Ketika aku kecil dan sangat miskin, aku tidak pernah
memikirkan kuliah, sekolah sampai jenjang SMA pun tidak, sekolah dasar bagiku
bagi Mak adalah sangat cukup, cukup untuk membaca agar aku tidak sembarangan
menandatangani surat cerai. Dan di depanku kini samudera nan luas membentang,
menunggu ku taklukkan. Ah si homo, orang yang selalu kujadikan olok-olokkan
dalam hati yang dalam imajinasiku memiliki prabot berwarna pink dan sebagainya.
Memberiku uang, segepok uang seratusan ribuan banyak jumlahnya, katanya
pergilah ke Makassar, kuliahlah cari ilmu yang banyak, kenapa ke Makkasar, kau
akan tau setelah menyebrang laut bahwa Indonesia itu luas, pergilah berhentilah
jadi babu. Kau merdeka. Aku membatin, dan kau tetap terpenjara kan?
Kematian
kakek cerewet meninggalkan uang asuransi yang banyak untuk si homo, mungkin ia
akan mengecat seluruh rumah berwarna pink, membeli prabot dan replika kelamin
baru. Aku tidak perduli, ahhh tidak, aku perduli dengan laki-laki itu. Kulit
terawatnya, alis tebal dan lesung pipinya aku perduli. Demi tuhan aku perduli.

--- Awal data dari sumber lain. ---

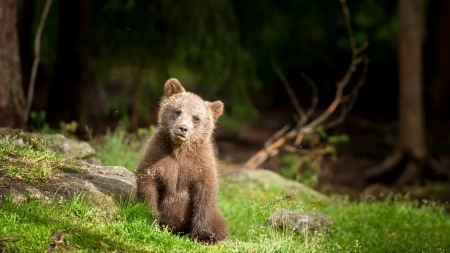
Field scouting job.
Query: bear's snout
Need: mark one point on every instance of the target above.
(182, 129)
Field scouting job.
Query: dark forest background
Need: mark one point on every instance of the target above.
(105, 61)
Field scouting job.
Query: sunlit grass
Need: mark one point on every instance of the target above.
(396, 224)
(29, 161)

Siapa yang akan memberinya makan? 6 tahun…
*
“Ning, Mak
mau menikah lagi, kau akan punya ayah.”
“Apa dia akan
baik padaku Mak?”
“Ya pasti,
dia akan membelikanmu baju baru.”
“Itu
berarti kita akan ke pasar?”
“Ya setiap
pagi kita akan ke pasar, membeli makanan yang enak, baju yang bagus!”
“Aku mau
banyak ayah Mak”
Mak kawin lagi, belakangan aku tau lelaki itu sudah
beristri, Mak Cuma jadi yang ketiga, itu artinya tidak ada baju baru setiap
hari. Kenyatan mulai tampak. Mak kawin dengan anjing.
*
Jakarta 7
tahun sudah kutinggalkan, aku kangen si homo. Uang warisannya sudah jadi toga
sekarang. Aku ingin menemuinya, mungkin dia sudah sedikit renta sekarang,
hampir 50 tapi aku masih kencang.
Rumah itu
kini bercat hijau bukan pink, gerbangnya terbuka, kijang innova terparkir
anggun disana. Kuucapkan salam, si homo keluar dan mengekor lelaki kekar. Aku
tidak begitu kaget karena hal seperti ini sering kupikirkan. Tapi menyusul dua
orang anak kecil kembar dan wanita
cantik. Siapa mereka? Apa kepentingan mereka di rumah si homo?
Aku masih
ingat Mak sering membuatkanku bubur sumsum dengan gula merah saat kusakit, aku
ingin bubur sumsum buatan Mak, bubur sumsum yang rasanya sangat enak sebelum
Mak mengawini anjing. Aku akan kuliah di Paris.
***
Tangerang 5 November 2011
HAYATUN NUFUS
bagus, namun menggantung, akan kemana kita membawanya?